Камушек на ладони (Икстена, Нейбурга) - страница 120

— Эму не умер, — вдруг вырывается у Кице, слова золотой молнией проскакивают сквозь дымящееся брюхо туч. Солнце, утратив ядовитость, стоит в рыхлом серебре горизонта.

— Кто это — Эму? — спокойно спрашивает Андрей, не отрывая глаз от картины мироздания.

— Эму? — с заминкой переспрашивает Кице. Она не думала об этом. Она знает лишь, какая волна безумной радости и светлых надежд вздымается в сердце, когда кто-то вдруг одарит верой, что где-то существует некий Эму. И что он не умер.

— Эму, мой друг, — наконец произносит Кице. Они смотрят на снегопад.


И вот — вечер.

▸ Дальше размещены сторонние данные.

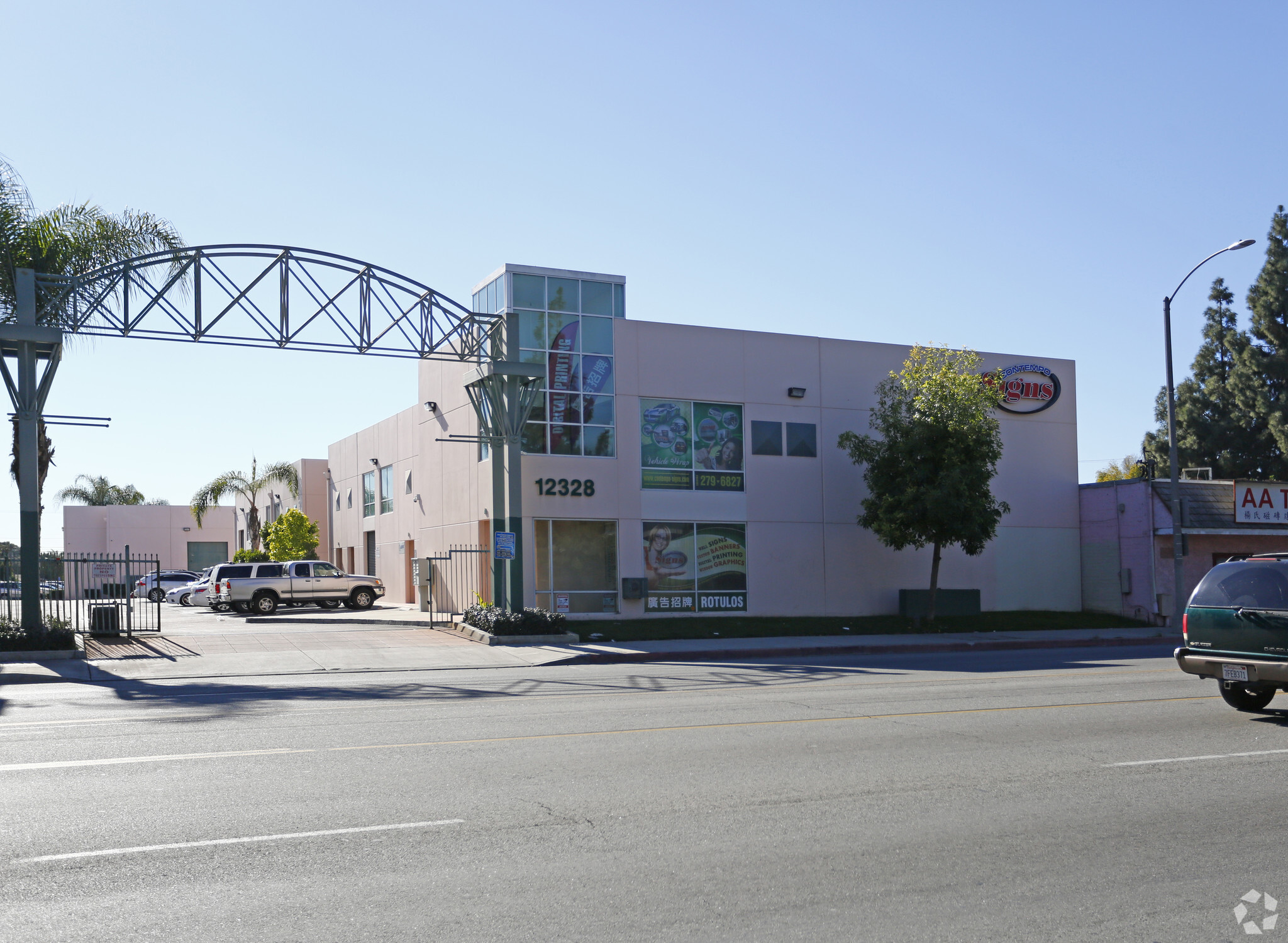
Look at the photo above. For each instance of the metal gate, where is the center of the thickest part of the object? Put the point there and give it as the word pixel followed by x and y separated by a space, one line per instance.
pixel 89 593
pixel 459 579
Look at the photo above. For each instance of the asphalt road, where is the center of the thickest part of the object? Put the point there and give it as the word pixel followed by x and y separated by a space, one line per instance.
pixel 930 798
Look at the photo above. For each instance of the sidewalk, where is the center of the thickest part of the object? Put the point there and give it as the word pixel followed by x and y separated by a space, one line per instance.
pixel 237 649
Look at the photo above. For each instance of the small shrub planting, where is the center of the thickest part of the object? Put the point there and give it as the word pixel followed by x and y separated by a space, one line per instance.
pixel 499 622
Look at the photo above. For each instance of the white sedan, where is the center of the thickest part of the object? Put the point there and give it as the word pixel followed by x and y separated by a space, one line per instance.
pixel 189 594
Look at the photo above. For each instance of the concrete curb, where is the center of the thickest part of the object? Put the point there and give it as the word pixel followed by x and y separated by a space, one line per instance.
pixel 489 639
pixel 806 651
pixel 49 655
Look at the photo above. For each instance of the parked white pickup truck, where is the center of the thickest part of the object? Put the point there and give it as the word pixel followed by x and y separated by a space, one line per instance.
pixel 306 581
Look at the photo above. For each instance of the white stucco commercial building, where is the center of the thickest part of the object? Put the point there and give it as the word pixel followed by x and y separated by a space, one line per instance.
pixel 702 460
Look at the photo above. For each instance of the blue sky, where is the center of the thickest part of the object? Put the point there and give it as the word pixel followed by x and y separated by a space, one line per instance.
pixel 1008 177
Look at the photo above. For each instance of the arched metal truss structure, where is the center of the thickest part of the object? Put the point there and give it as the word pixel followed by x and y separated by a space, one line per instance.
pixel 265 297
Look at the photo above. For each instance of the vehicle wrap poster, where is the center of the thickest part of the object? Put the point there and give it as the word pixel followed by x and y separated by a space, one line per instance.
pixel 696 567
pixel 571 374
pixel 692 446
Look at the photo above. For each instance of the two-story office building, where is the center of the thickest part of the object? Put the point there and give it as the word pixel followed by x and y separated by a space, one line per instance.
pixel 702 460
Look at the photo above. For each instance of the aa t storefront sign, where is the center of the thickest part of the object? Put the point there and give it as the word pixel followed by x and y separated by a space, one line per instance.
pixel 1262 503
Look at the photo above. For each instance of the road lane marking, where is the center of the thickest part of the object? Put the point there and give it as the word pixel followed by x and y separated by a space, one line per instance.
pixel 1187 759
pixel 597 734
pixel 377 703
pixel 236 842
pixel 114 761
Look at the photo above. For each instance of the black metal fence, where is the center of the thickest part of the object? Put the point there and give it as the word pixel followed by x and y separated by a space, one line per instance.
pixel 96 594
pixel 459 580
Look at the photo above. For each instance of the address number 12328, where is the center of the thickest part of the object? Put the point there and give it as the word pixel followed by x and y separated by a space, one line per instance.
pixel 570 488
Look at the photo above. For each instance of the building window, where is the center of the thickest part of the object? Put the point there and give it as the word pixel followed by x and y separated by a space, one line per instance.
pixel 696 567
pixel 802 440
pixel 567 324
pixel 767 438
pixel 387 490
pixel 576 564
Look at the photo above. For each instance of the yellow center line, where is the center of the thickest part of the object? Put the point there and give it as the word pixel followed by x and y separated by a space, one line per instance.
pixel 52 764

И вечер, как сиреневое растрепанное боа танцовщицы варьете, реет над ржавыми крышами. Андрей садится в машину и громко хлопает дверцей. Кице просыпается, ее глаза щурятся в смешливых морщинках.

— Чему это ты радуешься? — немного погодя спрашивает Андрей, коротко взглянув на Кице.

— Все будет хорошо, — говорит Кице, едва не задыхаясь от радости. Андрей удивленно смотрит на Кице, и в его усталое лицо тоже потихоньку закрадывается нежная, недоверчивая улыбка, словно это лицо — зеркало, готовое принять отражение сдержанного, угловатого счастья Кице.

Перевела В. Ругайя

ДОМ С КОЛОДЦЕМ

Прости, лапочка, прости меня, сказала ты. Да, все верно, вот только кто пристрелит ту полузадавленную псину на обочине? Не лезь в глаза и не воображай, будто от тебя тут что-то зависит, сказала ты. А Эрик все так же спит за столом, обхватив голову натруженными пальцами, — плечи вздернуты над загривком. Я на другом конце стола вяжу носок. Что за дурацкие фантазии, говоришь ты, повадилась ходить к нам с вязаньем, будто у себя в квартире и на всем Божьем свете не найти места посидеть и повязать? Ты говоришь это потому, что Эрик так считает. Ты высказала вслух то, что у Эрика на уме. Да Эрик и знать ничего не знает. Эрик — дурак, который сиднем сидит за бутылкой и не ложится в кровать.

Завтра опять на работу, говоришь ты и выпускаешь ленивые кольца дыма. Конец недели, словно грузный, осевший корабль, привязанный к наступающему вечеру, трется о подоконник, и вокруг шелестит покой. Скоро стемнеет, говорю я и перевожу взгляд на окно. Туча напоминает хрустящую корку льда на луже, она вот-вот растает и потечет, как вся весенняя слякоть там, за окном. Я не могу продолжать вязанье, глаза болят от света, пролившегося из небесных трещин, его плотная резкая белизна отраженно стелется над скатертью и сонным затылком Эрика. Та, что называет меня лапочкой, сидит на высокой кровати с резными спинками и, хоть упорно смотрит на серый столбик пепла на кончике сигареты, отлично знает, что она — единственное яркое пятно в комнате, на чем может остановиться и согреться мой взгляд. Старое бархатное покрывало под ней вьется в кольца и бугрится, пока наконец не соскальзывает у изголовья на пол широкой волной, словно запекшаяся сгустками кровь. Напротив горбится чисто выметенный припечек, я хорошо знаю, как он быстро нагревается при топке и как неспешно леденеет ночью. Над припечком — беленая кирпичная стенка с зеленоватым зеркалом, будто болотным оконцем, посередине, а в нем отражаются стекшее с кровати красно-бурое покрывало, черные волосы и докуренная до фильтра сигарета.